The idea here is to write a little app which is able to execute shaders through GL or Vulkan to try a bunch of cases and test hardware behavior against NIR's constant folding code. We would implement and use a Mesa compiler back-door to ensure that, at least at the front-end, we're getting exactly the NIR opcode we think we are. We would then fire off a compute shader which tries a combinatorial explosion of inputs and compare the results with the constant folding code. For 8-bit ops (and maybe 16-bit), this could be exhaustive. For 32-bit ops, we would have to come up with a smattering of semi-random data that fuzzes it well enough and hits all the usual edge cases: positive and negative powers of two, positive and negative powers of two minus one, zero, maybe some interesting mask-type values, and anything else we thing might hit edge cases.
Compiler back-door
For SPIR-V (and maybe GLSL; that's harder) we could add support for intrinsic functions of the form __mesa_nir_alu_op_foo
. In our handling of OpCall, we'll match against the NIR opcode table (we have string names for all of them) and, instead of emitting a shader call instruction, emit the exact NIR opcode. We can use the nir_op_info
for the op to check things like input bit sizes, number of components, etc. to make sure it's following the rules. That'll help avoid NIR validation errors.
For GLSL, we could do something similar. However, that compiler requires a bit more plumbing in the way it handles intrinsic functions so I don't know that dynamically handling them on-the-fly will work especially well. It might be worth doing, though, if we care about testing GLES drivers. It's possible we could go through GL_ARB_spirv but if a driver doesn't support really recent desktop GL versions, it probably doesn't support SPIR-V.

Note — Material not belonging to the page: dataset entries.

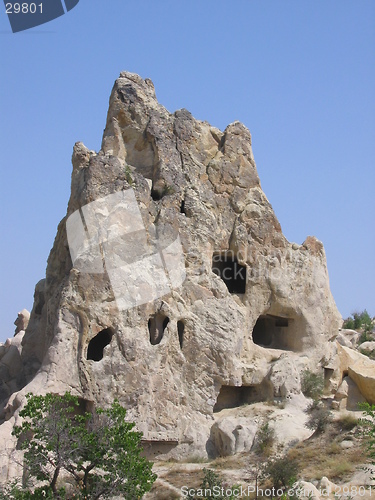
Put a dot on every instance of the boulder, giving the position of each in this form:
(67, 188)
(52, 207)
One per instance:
(170, 281)
(232, 435)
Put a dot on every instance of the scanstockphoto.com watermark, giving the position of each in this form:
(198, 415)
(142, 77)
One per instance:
(251, 490)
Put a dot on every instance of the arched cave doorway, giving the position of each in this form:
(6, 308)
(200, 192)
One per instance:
(97, 344)
(227, 267)
(279, 332)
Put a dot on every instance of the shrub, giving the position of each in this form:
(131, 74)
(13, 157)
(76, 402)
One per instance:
(100, 452)
(368, 430)
(319, 416)
(312, 384)
(347, 422)
(282, 471)
(212, 486)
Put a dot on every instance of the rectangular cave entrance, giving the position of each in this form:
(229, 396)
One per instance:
(233, 396)
(277, 332)
(227, 267)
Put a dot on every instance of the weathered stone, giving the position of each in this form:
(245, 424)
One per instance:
(360, 369)
(22, 321)
(232, 435)
(168, 359)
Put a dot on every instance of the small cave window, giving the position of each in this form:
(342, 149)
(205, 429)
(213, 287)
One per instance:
(226, 266)
(96, 346)
(276, 332)
(156, 326)
(234, 396)
(181, 330)
(156, 194)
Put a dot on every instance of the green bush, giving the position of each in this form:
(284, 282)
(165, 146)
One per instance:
(319, 416)
(282, 472)
(99, 452)
(312, 384)
(368, 431)
(347, 422)
(265, 438)
(359, 320)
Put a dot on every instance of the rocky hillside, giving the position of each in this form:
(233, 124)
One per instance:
(171, 287)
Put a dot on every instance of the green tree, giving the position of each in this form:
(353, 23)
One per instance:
(99, 451)
(368, 430)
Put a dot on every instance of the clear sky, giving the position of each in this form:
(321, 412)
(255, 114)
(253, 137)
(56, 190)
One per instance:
(299, 74)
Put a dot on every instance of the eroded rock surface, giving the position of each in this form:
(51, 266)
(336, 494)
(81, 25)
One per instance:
(253, 311)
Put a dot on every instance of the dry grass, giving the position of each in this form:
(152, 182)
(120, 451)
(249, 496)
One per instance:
(321, 455)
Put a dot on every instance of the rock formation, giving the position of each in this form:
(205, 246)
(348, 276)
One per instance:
(252, 312)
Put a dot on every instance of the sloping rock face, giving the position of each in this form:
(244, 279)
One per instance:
(248, 297)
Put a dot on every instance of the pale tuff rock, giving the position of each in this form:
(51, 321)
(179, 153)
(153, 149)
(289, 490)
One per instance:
(361, 371)
(252, 313)
(22, 321)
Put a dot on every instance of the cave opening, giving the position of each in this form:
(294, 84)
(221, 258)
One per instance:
(233, 396)
(226, 266)
(156, 326)
(278, 332)
(97, 344)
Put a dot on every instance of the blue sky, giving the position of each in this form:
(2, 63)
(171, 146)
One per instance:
(299, 75)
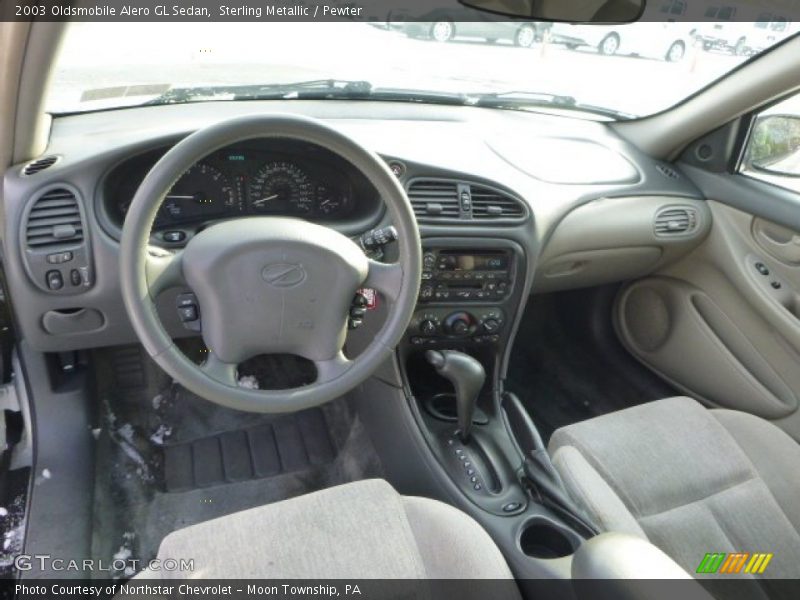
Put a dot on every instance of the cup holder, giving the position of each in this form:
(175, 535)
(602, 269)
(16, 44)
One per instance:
(542, 538)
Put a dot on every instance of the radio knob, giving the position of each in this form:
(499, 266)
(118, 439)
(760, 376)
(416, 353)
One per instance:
(428, 327)
(491, 325)
(458, 323)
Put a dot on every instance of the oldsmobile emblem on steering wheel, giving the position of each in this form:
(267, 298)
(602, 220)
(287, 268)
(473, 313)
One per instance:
(284, 275)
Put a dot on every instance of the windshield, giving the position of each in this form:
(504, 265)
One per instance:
(617, 71)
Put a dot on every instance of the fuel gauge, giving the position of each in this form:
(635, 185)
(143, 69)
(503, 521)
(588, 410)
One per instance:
(330, 203)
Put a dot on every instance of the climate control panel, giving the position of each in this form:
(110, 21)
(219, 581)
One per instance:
(479, 324)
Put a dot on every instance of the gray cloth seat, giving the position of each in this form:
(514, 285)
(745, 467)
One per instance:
(362, 530)
(691, 481)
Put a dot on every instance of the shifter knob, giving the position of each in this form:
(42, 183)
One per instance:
(467, 376)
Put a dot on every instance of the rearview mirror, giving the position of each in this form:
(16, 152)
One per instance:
(774, 145)
(587, 11)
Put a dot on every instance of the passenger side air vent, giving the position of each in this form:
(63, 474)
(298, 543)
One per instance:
(491, 204)
(40, 164)
(434, 198)
(675, 221)
(440, 199)
(54, 220)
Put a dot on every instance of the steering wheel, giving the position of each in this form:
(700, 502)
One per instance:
(268, 285)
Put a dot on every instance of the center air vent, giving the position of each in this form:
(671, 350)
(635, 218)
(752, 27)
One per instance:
(439, 199)
(40, 164)
(54, 220)
(434, 198)
(491, 204)
(675, 221)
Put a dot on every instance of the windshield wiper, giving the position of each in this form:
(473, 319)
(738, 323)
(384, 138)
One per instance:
(524, 100)
(343, 89)
(316, 89)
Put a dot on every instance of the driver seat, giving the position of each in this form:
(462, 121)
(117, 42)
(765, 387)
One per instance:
(362, 530)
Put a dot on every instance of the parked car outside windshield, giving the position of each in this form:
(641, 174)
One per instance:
(611, 72)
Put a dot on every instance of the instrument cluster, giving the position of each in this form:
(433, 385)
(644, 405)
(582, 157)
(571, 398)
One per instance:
(243, 181)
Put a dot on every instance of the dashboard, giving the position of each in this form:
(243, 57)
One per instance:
(484, 184)
(260, 177)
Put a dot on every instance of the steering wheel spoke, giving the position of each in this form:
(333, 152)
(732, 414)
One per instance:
(164, 270)
(219, 370)
(387, 278)
(330, 369)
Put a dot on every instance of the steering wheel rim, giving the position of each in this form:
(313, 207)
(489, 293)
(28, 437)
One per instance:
(144, 276)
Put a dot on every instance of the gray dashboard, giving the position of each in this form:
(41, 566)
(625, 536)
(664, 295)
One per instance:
(557, 166)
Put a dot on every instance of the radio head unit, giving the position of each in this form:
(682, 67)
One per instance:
(457, 275)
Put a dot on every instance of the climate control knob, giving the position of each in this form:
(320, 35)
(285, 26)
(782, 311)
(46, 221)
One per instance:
(459, 323)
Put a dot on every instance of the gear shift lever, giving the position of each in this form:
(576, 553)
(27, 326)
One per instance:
(467, 376)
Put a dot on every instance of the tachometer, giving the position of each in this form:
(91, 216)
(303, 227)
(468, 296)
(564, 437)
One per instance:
(281, 187)
(203, 191)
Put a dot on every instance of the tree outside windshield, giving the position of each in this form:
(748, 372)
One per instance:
(635, 69)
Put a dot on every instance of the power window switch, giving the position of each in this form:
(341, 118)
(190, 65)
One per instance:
(54, 280)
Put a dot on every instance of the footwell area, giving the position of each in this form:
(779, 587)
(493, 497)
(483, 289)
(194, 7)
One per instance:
(168, 459)
(287, 445)
(568, 366)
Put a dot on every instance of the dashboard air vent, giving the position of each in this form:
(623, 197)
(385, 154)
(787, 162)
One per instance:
(491, 204)
(668, 171)
(54, 220)
(675, 221)
(434, 198)
(40, 164)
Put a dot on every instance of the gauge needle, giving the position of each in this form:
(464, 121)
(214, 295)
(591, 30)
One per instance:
(265, 200)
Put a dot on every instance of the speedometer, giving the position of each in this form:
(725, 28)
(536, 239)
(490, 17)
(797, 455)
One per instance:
(281, 187)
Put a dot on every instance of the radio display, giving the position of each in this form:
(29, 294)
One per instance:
(472, 262)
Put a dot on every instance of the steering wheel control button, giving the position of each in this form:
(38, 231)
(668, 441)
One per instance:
(59, 258)
(188, 311)
(188, 314)
(54, 280)
(174, 237)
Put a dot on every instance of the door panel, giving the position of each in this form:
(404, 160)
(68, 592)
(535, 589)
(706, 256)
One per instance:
(723, 323)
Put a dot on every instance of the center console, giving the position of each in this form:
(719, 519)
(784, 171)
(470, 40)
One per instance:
(468, 294)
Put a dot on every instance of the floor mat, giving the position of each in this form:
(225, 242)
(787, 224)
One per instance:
(568, 366)
(290, 444)
(167, 459)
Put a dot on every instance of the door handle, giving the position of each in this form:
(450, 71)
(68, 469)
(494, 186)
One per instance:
(781, 242)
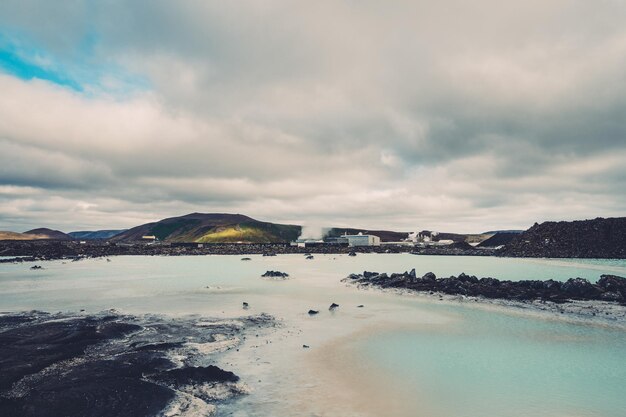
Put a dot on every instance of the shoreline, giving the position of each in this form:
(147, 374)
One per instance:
(576, 312)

Depending on how sketchy the back-door is, we may want to hide it behind an environment variable.
Test app
The test app would be a fairly normal Vulkan or GLES app except that it would also link against enough of NIR to get the constant-folding code. It would code-gen the SPIR-V or GLSL shader using a fairly straightforward template. Generating SPIR-V by hand can be a bit of a pain but maybe it could use the SPIR-V builder from Zink? Or the shaders are simple enough it could probably be done by hand. Or, for that matter, it could link against SPIR-V tools to get the assembler and use that. In any case, the shader would be generated for a particular opcode and bit size (if applicable). It would probably be a compute shader that takes some SSBOs for inputs and outputs.

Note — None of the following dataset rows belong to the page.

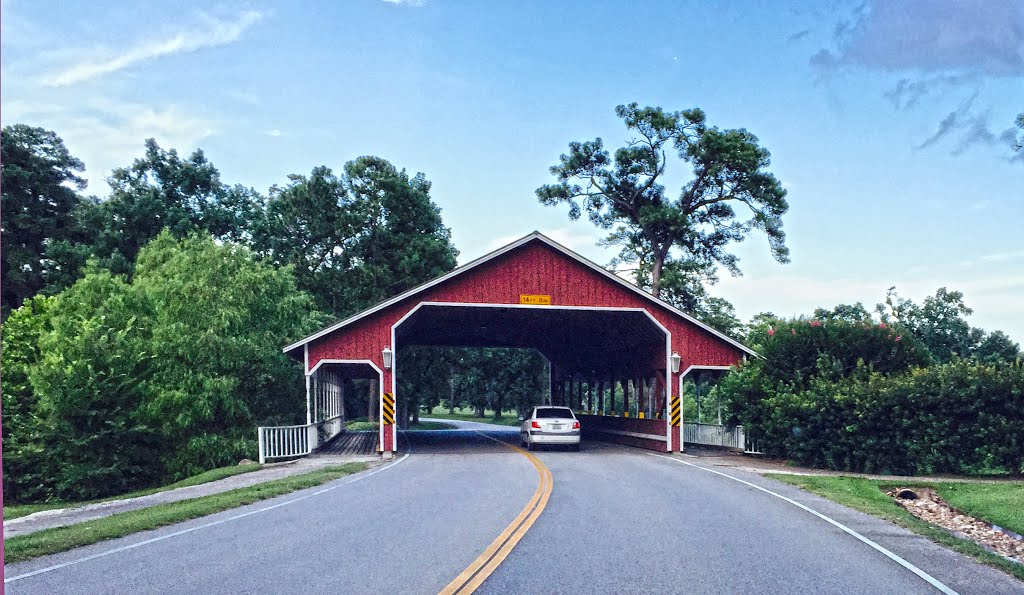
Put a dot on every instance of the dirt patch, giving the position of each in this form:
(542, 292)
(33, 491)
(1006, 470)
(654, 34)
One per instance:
(927, 505)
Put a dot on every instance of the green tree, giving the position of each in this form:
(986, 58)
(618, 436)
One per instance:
(26, 461)
(722, 315)
(120, 384)
(997, 346)
(402, 241)
(939, 323)
(357, 239)
(163, 190)
(39, 179)
(624, 193)
(850, 312)
(91, 382)
(307, 225)
(220, 316)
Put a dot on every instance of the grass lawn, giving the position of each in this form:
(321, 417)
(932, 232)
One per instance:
(61, 539)
(360, 424)
(1000, 503)
(431, 426)
(508, 419)
(16, 510)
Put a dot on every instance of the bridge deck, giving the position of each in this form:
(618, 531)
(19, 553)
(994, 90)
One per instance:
(351, 443)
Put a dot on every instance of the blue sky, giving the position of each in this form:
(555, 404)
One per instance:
(889, 123)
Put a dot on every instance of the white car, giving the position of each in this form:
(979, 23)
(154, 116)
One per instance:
(550, 425)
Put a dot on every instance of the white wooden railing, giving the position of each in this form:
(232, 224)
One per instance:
(286, 441)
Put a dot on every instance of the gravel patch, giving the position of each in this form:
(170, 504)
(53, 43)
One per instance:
(928, 506)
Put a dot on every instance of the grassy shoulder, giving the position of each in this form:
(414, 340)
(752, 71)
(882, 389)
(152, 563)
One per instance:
(984, 500)
(61, 539)
(507, 419)
(18, 510)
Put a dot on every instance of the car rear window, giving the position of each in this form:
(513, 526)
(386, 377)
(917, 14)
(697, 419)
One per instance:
(554, 412)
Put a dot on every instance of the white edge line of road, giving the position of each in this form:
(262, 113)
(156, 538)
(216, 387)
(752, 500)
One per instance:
(351, 480)
(888, 553)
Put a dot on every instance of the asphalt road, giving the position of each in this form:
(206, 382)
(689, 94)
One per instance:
(619, 520)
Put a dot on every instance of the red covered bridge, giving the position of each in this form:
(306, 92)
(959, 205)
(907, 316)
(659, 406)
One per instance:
(593, 327)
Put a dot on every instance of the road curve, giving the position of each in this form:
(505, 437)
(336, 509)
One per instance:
(617, 520)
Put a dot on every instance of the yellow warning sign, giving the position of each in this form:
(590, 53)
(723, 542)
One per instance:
(388, 409)
(537, 300)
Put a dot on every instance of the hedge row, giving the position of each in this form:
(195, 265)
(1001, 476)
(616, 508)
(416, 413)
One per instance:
(962, 417)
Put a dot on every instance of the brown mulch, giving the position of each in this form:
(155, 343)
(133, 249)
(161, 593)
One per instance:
(929, 507)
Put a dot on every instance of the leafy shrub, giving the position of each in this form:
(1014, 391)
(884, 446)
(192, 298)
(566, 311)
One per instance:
(114, 385)
(962, 417)
(798, 350)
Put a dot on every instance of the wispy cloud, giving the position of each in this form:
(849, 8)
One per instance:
(799, 35)
(928, 36)
(211, 32)
(938, 49)
(972, 127)
(105, 134)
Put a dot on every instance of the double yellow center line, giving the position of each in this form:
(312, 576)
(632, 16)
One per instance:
(495, 554)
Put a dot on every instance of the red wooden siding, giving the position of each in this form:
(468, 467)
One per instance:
(531, 268)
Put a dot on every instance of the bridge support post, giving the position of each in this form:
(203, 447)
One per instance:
(388, 414)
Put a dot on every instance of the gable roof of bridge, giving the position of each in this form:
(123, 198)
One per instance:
(534, 237)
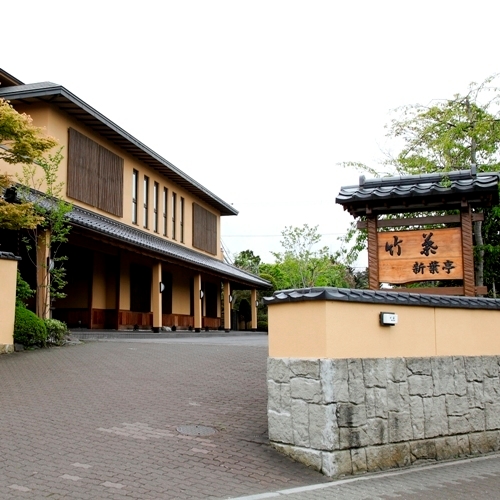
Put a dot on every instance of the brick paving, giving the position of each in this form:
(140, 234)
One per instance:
(99, 421)
(462, 480)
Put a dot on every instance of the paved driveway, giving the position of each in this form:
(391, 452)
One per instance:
(99, 420)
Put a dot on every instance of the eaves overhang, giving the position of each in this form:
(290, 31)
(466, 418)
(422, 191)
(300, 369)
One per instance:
(62, 98)
(379, 297)
(161, 248)
(427, 192)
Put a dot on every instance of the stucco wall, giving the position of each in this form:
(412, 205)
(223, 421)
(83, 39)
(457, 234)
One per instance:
(330, 329)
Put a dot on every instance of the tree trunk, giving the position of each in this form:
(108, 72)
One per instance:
(478, 236)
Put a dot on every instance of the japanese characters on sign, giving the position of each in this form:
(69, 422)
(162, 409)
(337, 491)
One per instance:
(407, 256)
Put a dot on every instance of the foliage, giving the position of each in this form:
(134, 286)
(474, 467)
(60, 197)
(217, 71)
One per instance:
(53, 210)
(447, 135)
(22, 142)
(23, 291)
(15, 216)
(56, 331)
(29, 329)
(248, 261)
(302, 265)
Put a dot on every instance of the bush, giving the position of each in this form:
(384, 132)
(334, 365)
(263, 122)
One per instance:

The app would then set up the various API objects (mostly pipelines and SSBOs) and manage marshaling the data through to the shader. For large combinatorial explosions, it would probably need to be able to batch up its runs so we don't allocate giant SSBOs. Once each batch has completed on the GPU, it would evaluate the same data with the NIR constant folding code and compare the results. For any results that differ, it would dump them out in some nice, readable format.
Uses
I think this could be useful for quite a few things:
- Comparing hardware to constant-folding: Whenever we have one of these constant-folding discussions, it would be way simpler if the person proposing the standard folding could post a branch and everyone could run the app. Saves a lot of costly and unreliable brain work.
- Figuring out exact behavior of hardware: Reverse-engineering and wondering what the exact behavior of that opcode is? It's now really easy to try a giant pile of combinations and find all those nasty corners.

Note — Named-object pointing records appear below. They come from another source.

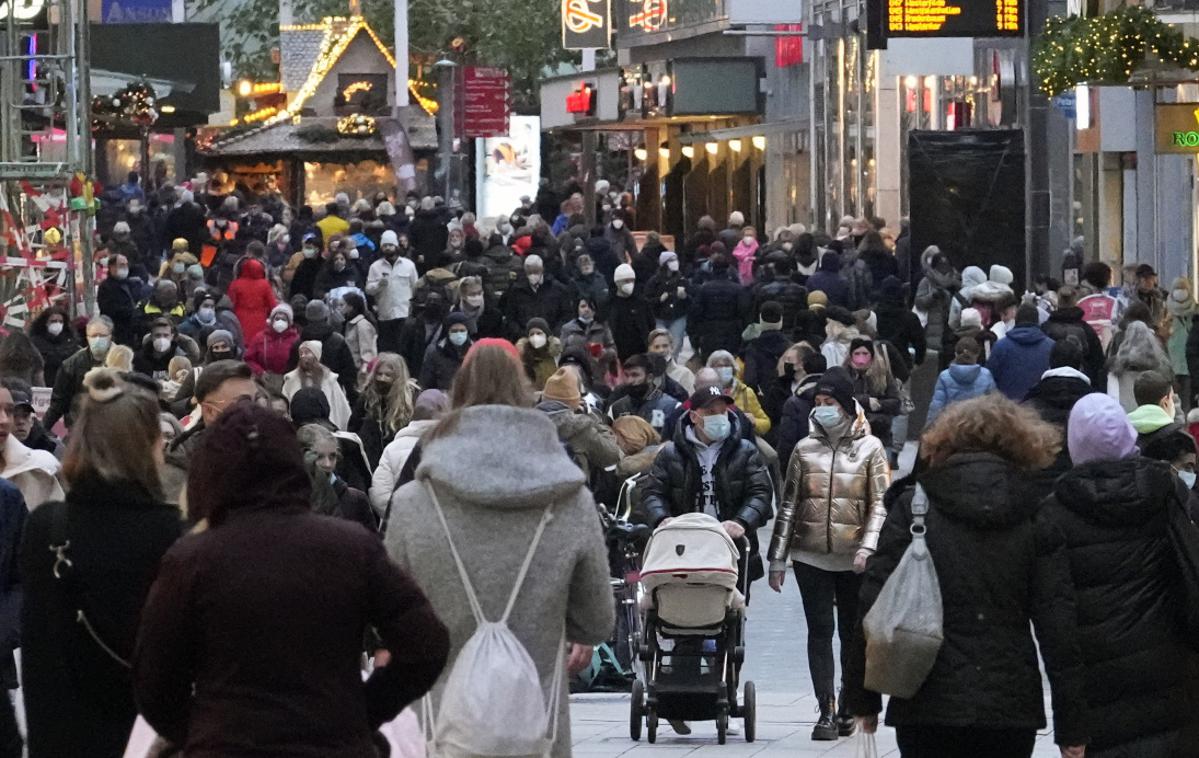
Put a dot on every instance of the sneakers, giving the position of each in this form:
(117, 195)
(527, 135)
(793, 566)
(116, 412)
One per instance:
(826, 728)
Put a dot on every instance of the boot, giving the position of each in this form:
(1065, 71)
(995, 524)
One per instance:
(825, 728)
(845, 722)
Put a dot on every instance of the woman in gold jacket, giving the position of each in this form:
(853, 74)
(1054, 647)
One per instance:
(827, 527)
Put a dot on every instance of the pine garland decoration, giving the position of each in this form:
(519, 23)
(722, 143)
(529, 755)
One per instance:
(1107, 49)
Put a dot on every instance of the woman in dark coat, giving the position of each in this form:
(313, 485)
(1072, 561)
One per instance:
(77, 685)
(55, 338)
(996, 572)
(252, 636)
(1113, 511)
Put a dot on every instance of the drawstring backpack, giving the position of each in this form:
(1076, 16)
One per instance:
(493, 704)
(904, 627)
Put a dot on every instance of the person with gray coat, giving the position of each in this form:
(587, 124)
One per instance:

- Finding undefined behavior in constant-folding: If the app were built with clang's asan, it'll catch a lot of C undefined behavior and throw warnings. Build it that way and then run all the opcodes on a reasonably fast and complete GL/Vulkan implementation like Intel or AMD.
-
Finding constant-folding crashes: Are we 100% sure NIR's constant folding never throws a floating-point exception? I'm not.
😁 This would let us relatively easily fuzz for those types of issues and find out what the GPU hardware does with those bogus values at the same time.
Ok, there's the sales pitch. Seems like a decent intern project to me.